With his career suddenly turned into a country song, Baffert is sitting out the first leg of the rescheduled Triple Crown Saturday. A guy who appeared poised in mid-May to dominate the series will watch the Belmont on TV like everyone else.
“We had them on schedule,” he said. “It just didn’t work out. I felt like the Chicago Bulls and then, boom. Until you get that [championship] ring on your finger, you can’t count on anything in this sport.”
On May 2, Nadal cruised to a dominant victory in the first of the two flights of the Arkansas Derby. Then Charlatan did the same in the second flight. Those two, along with Tiz The Law, appeared to be the three stars of the 3-year-old class. The only question was whether they could stay in top form until June 20 and then beyond, to a Kentucky Derby moved to Sept. 5 and Preakness moved to Oct. 3.
Things fell apart very quickly.
Nadal suffered a condylar fracture in training and was retired to stud in late May. Then Charlatan turned up with what Baffert said was a minor ankle issue that nevertheless needed surgery — it was repaired Wednesday in Ocala, Fla., and Baffert estimated the colt could be back in his barn in 30 days.

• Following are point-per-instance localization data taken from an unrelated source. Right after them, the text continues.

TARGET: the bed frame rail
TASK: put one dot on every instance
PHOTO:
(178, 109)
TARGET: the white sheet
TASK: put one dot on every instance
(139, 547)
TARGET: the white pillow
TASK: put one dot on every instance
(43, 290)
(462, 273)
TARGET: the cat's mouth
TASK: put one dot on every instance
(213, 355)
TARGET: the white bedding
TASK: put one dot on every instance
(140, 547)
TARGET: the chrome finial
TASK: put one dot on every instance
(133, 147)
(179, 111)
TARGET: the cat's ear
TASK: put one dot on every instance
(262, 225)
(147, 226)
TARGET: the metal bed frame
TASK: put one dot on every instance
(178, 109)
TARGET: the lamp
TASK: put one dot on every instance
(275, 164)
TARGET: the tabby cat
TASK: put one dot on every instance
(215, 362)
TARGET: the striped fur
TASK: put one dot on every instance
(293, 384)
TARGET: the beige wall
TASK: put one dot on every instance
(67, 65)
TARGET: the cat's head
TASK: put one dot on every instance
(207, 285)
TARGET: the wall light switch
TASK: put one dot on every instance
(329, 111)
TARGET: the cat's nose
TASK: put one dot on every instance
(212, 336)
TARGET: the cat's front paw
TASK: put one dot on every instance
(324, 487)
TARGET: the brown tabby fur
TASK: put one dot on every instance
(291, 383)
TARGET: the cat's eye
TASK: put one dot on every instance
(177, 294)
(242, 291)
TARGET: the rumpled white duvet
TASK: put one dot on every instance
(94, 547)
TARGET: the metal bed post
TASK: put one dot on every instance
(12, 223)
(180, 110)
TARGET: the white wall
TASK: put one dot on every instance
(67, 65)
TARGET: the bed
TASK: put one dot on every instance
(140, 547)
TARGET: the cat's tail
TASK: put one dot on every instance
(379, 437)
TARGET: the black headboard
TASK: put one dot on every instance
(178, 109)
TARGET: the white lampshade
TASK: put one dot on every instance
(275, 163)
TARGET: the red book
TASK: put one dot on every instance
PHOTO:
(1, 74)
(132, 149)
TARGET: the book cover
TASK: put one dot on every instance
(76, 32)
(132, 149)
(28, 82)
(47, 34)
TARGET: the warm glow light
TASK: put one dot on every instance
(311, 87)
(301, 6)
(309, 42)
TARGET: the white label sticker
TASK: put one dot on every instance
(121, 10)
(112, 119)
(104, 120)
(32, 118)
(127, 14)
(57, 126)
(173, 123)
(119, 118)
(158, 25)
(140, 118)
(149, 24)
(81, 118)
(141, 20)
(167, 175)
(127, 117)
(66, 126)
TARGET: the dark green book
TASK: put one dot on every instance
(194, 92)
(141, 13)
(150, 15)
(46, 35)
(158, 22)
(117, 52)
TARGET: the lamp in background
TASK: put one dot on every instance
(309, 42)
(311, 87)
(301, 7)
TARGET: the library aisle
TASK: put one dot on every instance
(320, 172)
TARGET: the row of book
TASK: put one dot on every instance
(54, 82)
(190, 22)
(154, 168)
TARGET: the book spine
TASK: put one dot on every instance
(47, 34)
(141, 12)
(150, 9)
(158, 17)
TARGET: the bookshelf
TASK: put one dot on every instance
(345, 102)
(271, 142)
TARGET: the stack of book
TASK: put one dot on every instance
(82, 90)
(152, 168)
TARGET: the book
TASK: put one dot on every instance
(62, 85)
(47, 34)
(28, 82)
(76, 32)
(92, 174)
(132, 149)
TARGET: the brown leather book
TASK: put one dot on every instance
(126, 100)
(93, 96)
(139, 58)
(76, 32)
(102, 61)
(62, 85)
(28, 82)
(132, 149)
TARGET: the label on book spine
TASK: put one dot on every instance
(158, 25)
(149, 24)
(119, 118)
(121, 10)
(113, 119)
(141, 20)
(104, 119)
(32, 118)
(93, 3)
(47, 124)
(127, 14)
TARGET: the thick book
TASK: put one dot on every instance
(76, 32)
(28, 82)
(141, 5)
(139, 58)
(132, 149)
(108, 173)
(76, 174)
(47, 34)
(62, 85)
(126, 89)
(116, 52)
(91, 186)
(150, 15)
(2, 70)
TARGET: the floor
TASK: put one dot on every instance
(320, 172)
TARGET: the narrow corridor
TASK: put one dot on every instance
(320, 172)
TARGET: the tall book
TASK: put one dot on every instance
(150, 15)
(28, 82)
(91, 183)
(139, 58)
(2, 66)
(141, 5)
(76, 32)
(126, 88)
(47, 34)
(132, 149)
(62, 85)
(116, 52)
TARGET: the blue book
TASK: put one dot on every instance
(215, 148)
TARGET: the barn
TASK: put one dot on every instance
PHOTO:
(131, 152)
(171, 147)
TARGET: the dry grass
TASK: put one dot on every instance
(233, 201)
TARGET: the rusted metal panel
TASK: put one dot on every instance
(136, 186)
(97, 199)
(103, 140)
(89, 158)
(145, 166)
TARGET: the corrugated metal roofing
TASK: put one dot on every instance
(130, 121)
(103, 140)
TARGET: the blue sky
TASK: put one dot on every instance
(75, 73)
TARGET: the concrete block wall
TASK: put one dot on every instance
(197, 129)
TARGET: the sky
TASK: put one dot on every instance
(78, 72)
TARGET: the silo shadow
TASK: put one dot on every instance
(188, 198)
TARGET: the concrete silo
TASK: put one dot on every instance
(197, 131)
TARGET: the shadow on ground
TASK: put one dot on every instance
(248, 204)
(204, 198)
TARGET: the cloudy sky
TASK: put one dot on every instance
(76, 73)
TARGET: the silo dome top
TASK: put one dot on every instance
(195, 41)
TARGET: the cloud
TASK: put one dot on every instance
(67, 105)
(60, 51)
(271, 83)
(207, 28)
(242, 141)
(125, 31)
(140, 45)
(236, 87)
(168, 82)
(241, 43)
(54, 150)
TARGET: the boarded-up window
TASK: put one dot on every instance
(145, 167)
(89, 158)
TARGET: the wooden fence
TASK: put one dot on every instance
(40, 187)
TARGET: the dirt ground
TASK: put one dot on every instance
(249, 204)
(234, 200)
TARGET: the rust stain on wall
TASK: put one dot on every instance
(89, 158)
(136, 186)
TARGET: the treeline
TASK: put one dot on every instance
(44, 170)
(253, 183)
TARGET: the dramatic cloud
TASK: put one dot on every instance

Still, Baffert had another unbeaten 3-year-old in the barn in Authentic. But he was being pointed toward late summer and early fall, and he lost as the 1-2 favorite in the Santa Anita Derby just a couple of weeks ago — too close to make the turnaround to the Belmont.

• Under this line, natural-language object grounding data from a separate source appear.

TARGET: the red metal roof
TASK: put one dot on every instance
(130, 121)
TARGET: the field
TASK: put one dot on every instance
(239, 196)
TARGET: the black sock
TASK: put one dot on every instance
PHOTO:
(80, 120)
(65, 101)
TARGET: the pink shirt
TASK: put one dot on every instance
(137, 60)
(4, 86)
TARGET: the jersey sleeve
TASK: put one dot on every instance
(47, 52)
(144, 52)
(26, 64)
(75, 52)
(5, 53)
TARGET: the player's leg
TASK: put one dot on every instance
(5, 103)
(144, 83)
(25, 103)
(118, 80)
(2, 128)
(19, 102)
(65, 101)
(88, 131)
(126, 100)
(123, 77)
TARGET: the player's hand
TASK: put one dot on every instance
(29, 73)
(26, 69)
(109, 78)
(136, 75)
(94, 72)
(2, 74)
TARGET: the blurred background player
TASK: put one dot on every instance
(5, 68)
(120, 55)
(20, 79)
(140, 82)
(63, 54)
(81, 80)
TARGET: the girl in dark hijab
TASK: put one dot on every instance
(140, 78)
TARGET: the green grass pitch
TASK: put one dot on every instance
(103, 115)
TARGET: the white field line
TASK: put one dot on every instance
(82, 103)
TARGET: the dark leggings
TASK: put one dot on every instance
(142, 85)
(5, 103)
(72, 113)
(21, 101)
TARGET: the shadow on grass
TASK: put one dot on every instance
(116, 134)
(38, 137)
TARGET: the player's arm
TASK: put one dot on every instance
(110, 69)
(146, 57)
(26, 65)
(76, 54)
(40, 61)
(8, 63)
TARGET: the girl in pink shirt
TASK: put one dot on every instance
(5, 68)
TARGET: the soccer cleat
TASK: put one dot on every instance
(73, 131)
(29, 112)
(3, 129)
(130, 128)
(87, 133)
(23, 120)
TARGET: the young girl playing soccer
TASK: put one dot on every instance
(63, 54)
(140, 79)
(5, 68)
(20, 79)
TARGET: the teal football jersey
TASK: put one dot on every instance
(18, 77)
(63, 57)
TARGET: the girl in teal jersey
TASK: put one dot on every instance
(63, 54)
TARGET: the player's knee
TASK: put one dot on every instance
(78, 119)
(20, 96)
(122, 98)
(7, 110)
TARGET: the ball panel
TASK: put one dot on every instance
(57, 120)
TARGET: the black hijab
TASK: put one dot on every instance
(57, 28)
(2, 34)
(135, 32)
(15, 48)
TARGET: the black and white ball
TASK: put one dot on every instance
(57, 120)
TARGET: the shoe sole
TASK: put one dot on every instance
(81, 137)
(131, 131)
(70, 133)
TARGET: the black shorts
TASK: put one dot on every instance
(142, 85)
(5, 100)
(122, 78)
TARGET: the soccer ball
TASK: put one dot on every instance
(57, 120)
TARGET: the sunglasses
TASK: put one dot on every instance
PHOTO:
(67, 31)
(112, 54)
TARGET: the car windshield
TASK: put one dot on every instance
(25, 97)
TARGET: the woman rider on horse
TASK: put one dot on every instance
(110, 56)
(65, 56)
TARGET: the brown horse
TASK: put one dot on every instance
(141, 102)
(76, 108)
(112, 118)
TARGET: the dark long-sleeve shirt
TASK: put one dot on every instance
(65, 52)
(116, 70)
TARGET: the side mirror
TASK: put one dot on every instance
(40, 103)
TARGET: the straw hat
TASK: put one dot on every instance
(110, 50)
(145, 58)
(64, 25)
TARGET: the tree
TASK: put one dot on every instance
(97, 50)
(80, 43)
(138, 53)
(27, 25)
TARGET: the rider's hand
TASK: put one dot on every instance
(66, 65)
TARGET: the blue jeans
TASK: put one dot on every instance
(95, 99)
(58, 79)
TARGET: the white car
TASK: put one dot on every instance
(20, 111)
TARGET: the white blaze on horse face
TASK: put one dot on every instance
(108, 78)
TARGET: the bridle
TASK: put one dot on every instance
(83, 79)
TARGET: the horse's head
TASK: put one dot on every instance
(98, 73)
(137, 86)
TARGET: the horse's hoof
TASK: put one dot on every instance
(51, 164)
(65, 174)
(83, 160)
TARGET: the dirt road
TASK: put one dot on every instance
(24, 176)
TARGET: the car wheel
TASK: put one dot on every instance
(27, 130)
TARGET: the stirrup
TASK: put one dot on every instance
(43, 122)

“If the Belmont was a week later, I probably would have had Authentic there,” Baffert said, adding that the horse’s next start could be the July Haskell Invitational at Monmouth Park in New Jersey, with jockey Mike Smith aboard.
There are a couple other late-blooming 3-year-olds in the barn, Uncle Chuck and Cezanne, but they’ve each raced just once thus far. “They’re walk-ons,” Baffert said. “Pretty good walk-ons.”
(Cezanne’s owners paid $3.65 million for him last year — not exactly walk-on pricing.)
Horse racing has always been a game of tingling highs and jarring lows. Bob Baffert has experienced plenty of both, with longer sustained runs of success than just about anybody, ever. But after being pummeled by injuries and positive drug tests, he’s careened from being the sport’s leading ambassador to its cautionary tale.